If you have not learned how to treat a member of your own self, when are you likely to draw to you any from without, and to knit him to yourself? But how am I to feel? I am vexed exceedingly almost to tears, for I could have sent forth large fountains from my eyes, as that Prophet says, seeing as I do countless enemies upon the plain more galling than those he saw. For he said, upon seeing the aliens coming against them, “My bowels! I am pained at my bowels.” But when I see men arrayed under one leader, yet standing against one another, and biting and tearing their own members, some for money's sake, and some for glory's, and others quite at random ridiculing and mocking and wounding one another in countless ways, and corpses too worse treated than those in war, and that it is but the bare name of the brethren that is now left, myself feel my inability to devise any lament fitting such a catastrophe as this!
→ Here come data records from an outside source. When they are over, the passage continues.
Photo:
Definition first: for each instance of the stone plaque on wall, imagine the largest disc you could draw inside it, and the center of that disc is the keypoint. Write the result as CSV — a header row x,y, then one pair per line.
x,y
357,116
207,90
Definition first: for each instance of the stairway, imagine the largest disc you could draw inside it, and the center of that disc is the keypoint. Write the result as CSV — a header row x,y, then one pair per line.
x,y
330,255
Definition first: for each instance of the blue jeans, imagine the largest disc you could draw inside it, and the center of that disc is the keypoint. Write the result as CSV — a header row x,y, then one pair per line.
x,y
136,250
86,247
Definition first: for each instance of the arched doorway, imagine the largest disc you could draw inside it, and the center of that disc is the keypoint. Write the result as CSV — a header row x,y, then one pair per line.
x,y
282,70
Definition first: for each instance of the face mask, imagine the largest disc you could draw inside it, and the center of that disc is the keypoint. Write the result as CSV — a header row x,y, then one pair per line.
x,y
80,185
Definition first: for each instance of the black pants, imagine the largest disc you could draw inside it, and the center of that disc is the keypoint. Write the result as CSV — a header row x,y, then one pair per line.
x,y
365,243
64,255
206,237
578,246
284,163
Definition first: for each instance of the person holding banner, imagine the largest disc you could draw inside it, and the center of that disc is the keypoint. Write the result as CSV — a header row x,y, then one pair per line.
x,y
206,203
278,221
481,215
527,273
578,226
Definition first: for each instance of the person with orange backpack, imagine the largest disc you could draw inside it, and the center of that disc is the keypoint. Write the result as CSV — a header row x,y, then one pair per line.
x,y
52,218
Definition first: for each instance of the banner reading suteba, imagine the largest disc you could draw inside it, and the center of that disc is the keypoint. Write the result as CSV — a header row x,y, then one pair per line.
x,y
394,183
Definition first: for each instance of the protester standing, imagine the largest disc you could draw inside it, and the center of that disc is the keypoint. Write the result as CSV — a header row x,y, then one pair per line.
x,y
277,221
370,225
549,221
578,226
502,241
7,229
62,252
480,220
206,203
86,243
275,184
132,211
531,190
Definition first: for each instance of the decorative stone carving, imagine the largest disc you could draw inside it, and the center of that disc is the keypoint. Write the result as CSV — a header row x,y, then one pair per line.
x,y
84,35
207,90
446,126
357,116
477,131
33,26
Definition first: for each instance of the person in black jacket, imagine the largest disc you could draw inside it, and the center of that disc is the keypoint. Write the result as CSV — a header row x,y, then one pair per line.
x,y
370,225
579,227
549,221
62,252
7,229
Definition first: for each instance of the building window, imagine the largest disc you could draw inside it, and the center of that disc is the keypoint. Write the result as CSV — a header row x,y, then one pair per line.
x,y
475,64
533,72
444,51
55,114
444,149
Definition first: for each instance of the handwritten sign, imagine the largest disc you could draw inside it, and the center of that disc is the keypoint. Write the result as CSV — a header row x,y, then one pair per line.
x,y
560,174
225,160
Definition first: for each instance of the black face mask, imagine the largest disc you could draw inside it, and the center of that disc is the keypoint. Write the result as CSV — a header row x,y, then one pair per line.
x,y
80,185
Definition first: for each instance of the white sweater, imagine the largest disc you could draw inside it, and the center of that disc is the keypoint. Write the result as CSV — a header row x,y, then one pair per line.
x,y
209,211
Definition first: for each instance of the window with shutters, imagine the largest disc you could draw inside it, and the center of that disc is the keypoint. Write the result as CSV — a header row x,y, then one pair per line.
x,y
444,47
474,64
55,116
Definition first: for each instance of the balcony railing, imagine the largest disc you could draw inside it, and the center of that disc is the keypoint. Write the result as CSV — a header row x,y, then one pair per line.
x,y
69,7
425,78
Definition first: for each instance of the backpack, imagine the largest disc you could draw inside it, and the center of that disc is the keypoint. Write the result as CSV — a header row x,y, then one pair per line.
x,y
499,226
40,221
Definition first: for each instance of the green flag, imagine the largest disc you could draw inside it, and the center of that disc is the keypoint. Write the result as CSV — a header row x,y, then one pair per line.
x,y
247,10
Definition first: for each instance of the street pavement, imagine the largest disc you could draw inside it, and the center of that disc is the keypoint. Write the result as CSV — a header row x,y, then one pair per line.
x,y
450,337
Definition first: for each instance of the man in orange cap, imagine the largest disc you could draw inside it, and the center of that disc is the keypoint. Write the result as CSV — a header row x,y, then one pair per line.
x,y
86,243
Reverence now, oh reverence, this Table whereof we all are partakers! Christ, Who was slain for us, the Victim that is placed thereon! Robbers when they once partake of salt, cease to be robbers in regard to those with whom they have partaken thereof; that table changes their dispositions, and men fiercer than wild beasts it makes gentler than lambs. But we though partakers of such a Table, and sharers of such food as that, arm ourselves against one another, when we ought to arm against him who is carrying on a war against all of us, the devil.
Yet this is why we grow weaker and he stronger every day. For we do not join to form in defence against him, but along with him we stand against each other, and use him as a commander for such hostile arrays, when it is he alone that we ought to be fighting with. But now letting him pass, we bend the bow against our brethren only. What bows, you will say? Those of the tongue and the mouth. For it is not javelins and darts only, but words too, keener far than darts, that inflict wounds.
And how shall we be able to bring this war to an issue? One will ask. If you perceive that when you speak ill of your brother, you are casting up mire out of your mouth, if you perceive that it is a member of Christ that you are slandering, that you are eating up your own flesh, that you are making the judgment set for you more bitter (fearful and uncorrupt as it is), that the shaft is killing not him that is smitten, but yourself that shot it forth.